Dans quelques jours je t'apporterai la lettre à ton Q.G., celui que tes compagnons d'armes possèdent au District de Trost et non l'autre situé sur le chemin entre cette ville et le District de Shiganshina. Ainsi, je nourris l'espoir que tu comprendras le pourquoi du comment de l'ignoble conduite que j'ai eue à ton égard.
Sache que je reste et resterai ton père, et que je serai toujours fier de toi, peu importe tes choix. Si tu décides de rester sur ta position de ne plus m'adresser jamais la parole, je le respecterai.
Tu seras toujours ma petite fille adorée.
Je t'aime, ma puce.

Ton père

*
*  *

*22 mars 835*

Je restai sous le choc, incapable de dire un mot.

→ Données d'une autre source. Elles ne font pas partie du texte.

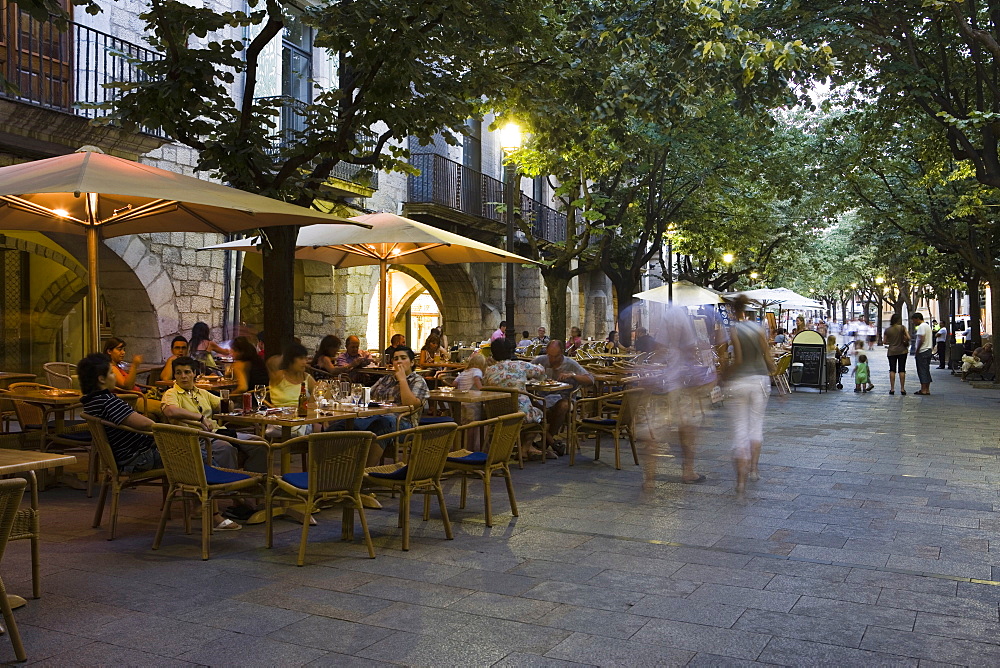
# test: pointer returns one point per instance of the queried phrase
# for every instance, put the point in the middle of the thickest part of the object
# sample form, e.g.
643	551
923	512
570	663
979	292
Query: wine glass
260	391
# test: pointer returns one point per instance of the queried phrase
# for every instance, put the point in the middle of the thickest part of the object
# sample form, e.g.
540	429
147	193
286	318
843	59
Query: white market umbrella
685	294
101	196
392	239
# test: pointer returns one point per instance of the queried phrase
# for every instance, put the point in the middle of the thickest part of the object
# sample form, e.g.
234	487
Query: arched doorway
413	308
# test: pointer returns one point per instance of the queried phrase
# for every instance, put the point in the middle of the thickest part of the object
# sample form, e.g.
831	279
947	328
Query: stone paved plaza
868	541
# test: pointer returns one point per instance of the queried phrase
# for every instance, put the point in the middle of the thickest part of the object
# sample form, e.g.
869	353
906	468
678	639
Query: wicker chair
191	478
609	418
61	375
336	470
495	461
427	449
111	476
11	492
34	418
501	407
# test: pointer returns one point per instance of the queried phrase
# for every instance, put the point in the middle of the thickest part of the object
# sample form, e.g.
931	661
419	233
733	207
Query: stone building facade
156	286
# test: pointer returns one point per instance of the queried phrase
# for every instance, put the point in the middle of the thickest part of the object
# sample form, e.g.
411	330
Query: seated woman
125	380
514	374
202	347
403	388
249	369
431	354
325	358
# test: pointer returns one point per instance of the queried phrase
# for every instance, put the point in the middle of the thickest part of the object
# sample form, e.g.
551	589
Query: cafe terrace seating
191	478
495	461
111	476
335	473
609	418
426	449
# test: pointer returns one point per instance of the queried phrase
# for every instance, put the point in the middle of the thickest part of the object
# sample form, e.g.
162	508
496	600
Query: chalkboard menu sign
809	350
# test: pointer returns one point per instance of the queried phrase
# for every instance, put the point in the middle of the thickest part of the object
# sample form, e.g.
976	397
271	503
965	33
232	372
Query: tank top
753	363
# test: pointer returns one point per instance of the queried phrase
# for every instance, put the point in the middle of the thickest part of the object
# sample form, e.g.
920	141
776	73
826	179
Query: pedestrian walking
897	338
923	342
749	383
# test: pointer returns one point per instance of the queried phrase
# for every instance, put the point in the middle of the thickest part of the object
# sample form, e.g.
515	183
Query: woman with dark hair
287	382
202	346
249	369
514	374
897	339
115	349
326	354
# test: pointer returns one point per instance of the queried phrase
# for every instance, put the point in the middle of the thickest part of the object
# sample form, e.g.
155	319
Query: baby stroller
842	364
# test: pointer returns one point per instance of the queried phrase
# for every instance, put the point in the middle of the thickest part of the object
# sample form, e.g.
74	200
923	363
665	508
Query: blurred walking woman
897	338
749	389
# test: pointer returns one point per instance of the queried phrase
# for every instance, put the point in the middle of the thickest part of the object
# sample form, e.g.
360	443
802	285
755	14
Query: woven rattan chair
109	474
617	420
191	478
426	451
336	470
500	407
495	461
11	492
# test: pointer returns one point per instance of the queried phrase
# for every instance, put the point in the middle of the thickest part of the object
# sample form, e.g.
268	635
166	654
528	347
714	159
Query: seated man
191	406
133	452
566	370
353	359
178	348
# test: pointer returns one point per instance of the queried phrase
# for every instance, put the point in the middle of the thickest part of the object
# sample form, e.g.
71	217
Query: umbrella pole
383	297
93	308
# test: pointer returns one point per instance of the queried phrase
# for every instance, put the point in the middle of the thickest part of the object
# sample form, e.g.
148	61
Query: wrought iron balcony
447	183
63	70
291	126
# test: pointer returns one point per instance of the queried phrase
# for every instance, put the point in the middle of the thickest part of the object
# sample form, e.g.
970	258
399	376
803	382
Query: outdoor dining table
8	377
287	424
15	462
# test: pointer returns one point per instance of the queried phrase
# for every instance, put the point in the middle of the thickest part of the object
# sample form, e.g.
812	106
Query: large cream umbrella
392	239
101	196
685	294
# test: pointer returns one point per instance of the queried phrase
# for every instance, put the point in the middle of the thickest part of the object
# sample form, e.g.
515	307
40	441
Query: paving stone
699	638
801	627
599	651
789	652
858	612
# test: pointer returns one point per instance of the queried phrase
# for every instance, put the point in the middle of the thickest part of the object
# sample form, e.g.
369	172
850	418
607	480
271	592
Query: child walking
862	377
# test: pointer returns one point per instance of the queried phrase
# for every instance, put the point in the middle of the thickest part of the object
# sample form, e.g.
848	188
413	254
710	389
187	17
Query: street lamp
671	231
510	141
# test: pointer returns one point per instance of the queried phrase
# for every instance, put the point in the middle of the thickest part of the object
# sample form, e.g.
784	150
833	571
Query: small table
13	462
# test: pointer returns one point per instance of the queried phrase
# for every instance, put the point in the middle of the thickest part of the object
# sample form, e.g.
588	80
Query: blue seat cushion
398	474
472	458
218	477
601	421
300	480
435	420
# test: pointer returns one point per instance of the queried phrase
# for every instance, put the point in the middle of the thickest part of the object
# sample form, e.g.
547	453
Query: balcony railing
445	182
63	70
291	126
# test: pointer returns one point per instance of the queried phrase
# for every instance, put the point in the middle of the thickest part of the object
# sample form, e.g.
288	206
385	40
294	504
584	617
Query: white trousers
747	403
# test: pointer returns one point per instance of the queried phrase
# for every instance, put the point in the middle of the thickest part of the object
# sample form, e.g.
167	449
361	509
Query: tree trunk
975	311
556	285
279	288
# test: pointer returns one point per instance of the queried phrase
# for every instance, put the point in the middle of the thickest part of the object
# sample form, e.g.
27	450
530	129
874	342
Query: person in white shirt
923	344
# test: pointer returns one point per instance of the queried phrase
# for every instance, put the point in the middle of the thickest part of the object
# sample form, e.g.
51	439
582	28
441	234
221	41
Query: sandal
227	525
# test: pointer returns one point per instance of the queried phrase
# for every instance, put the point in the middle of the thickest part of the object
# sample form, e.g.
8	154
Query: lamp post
510	141
671	231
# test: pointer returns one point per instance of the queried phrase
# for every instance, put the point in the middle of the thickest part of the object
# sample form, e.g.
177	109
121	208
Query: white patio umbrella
685	294
392	239
102	196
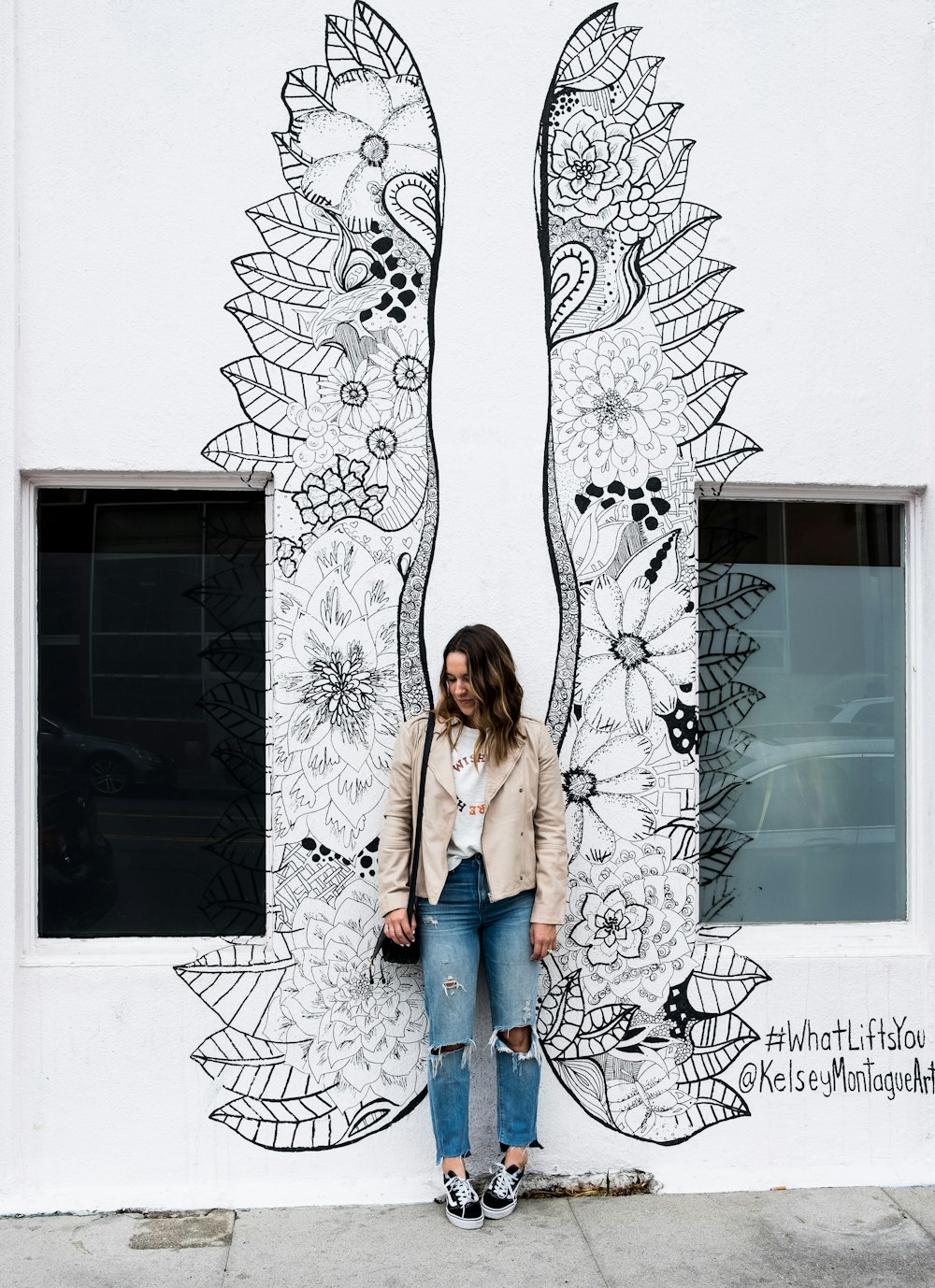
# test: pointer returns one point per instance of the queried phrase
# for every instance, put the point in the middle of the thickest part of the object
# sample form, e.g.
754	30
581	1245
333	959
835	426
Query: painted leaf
279	279
231	595
302	1122
340	50
717	452
722	979
285	334
601	62
307	89
238	709
242	763
587	33
732	598
668	174
585	1080
675	241
234	900
722	654
266	392
720	749
727	705
379	47
715	1103
689	340
294	163
238	653
655	125
297	231
717	851
706	393
245	450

Ce fut si soudain que les larmes coulèrent sur mes joues et mes mains tremblèrent sans m'en rendre compte ; mon cœur saignait tellement la douleur était intense. C'est comme si un Titan de 17 mètres venait de me tomber dessus et m'avait ensevelie six pieds sous terre dans le même temps. Devais-je rire ou pleurer ? Comment devais-je réagir, à votre avis ?Même moi, je n'avais aucun plan de secours pour gérer ce genre de situation !
Comment mon paternel avait-il osé se positionner sur une attitude aussi abjecte, alors qu'il venait de perdre sa femme et que j'avais besoin de lui pour surmonter la tristesse ? Avait-il seulement pensé aux conséquences dramatiques de ses actes, avant ma fugue ? Les questions se bousculaient dans ma tête. Je commençais à étouffer, il fallait que je prenne l'air, et très rapidement...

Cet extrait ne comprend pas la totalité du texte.